I've been practicing some IPSec VPN scenarios, starting with the typical site-to-site VPN:
Router A
crypto map mymap 10 ipsec-isakmp
set peer 1.1.1.2
set transform-set myset
match address 101
access-list 101 permit ip 10.1.1.0 0.0.0.255 10.1.2.0 0.0.0.255
Router B
crypto map mymap 10 ipsec-isakmp
set peer 1.1.1.1
set transform-set myset
match address 101
access-list 101 permit ip 10.1.2.0 0.0.0.255 10.1.1.0 0.0.0.255
This works as expected. Traffic from 10.1.1.x on Router A gets picked up by the crypto map and sent to RouterB and vice versa. What is confusing me is a more advanced scenario where I'm tunnelling GRE over IPSec with OSPF (why? Because I can).

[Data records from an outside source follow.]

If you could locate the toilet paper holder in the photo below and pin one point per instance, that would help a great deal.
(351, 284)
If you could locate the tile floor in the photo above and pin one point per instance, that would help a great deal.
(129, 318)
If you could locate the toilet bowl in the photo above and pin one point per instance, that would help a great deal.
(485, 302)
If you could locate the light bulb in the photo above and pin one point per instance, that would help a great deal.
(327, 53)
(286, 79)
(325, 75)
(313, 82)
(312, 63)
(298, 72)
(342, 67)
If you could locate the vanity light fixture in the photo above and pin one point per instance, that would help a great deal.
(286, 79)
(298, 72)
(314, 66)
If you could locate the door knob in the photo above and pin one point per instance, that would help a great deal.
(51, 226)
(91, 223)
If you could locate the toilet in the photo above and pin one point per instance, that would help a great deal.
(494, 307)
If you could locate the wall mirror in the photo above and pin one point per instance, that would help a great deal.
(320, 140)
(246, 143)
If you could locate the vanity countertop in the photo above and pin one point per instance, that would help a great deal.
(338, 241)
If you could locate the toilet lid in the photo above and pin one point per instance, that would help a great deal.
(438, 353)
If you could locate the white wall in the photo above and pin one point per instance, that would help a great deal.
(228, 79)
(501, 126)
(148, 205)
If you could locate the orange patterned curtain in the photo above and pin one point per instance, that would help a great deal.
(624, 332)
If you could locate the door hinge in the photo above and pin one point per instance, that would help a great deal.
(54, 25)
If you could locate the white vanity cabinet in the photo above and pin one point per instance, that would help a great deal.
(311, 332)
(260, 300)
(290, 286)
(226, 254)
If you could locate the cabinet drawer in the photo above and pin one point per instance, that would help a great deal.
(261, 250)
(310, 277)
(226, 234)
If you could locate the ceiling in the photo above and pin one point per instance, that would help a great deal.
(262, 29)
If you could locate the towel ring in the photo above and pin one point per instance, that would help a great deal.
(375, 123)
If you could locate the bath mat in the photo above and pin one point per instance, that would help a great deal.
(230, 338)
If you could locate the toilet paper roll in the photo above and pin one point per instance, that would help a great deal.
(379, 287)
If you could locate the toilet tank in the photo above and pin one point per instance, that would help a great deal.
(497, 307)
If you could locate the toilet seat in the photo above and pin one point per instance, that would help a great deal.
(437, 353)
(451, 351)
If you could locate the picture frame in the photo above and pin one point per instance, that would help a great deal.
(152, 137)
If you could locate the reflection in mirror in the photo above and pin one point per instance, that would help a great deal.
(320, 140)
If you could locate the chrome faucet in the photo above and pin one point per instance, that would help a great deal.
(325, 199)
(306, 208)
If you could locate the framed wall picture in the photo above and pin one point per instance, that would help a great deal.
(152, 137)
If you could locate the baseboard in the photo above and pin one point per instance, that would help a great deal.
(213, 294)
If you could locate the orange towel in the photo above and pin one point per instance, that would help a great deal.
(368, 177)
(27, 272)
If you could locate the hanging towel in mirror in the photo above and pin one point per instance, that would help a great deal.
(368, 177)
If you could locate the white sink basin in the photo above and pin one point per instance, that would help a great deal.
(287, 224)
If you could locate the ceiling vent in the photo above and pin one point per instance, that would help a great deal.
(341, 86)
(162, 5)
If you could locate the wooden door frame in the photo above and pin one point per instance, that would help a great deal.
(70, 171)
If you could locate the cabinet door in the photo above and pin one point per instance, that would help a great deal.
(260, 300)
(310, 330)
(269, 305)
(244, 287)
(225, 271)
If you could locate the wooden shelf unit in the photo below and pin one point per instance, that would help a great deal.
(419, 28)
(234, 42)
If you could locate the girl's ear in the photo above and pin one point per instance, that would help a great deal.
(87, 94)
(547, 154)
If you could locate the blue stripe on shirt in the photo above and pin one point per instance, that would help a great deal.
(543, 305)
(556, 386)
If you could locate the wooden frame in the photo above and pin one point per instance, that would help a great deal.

http://www.cisco.com/en/US/tech/tk583/tk372/technologies_configuration_example09186a008009438e.shtml
Everything works just fine, but I'm bothered by the ACLs being used in the example. I don't see how everthing should be working- OSPF is fat and happy, and if I ping one spoke from another spoke from a loopback interface, it works as well. In this case, is the network traffic being picked up by the Tunnel interface first, and all the crypto map sees is GRE traffic by the time the packets make it that far?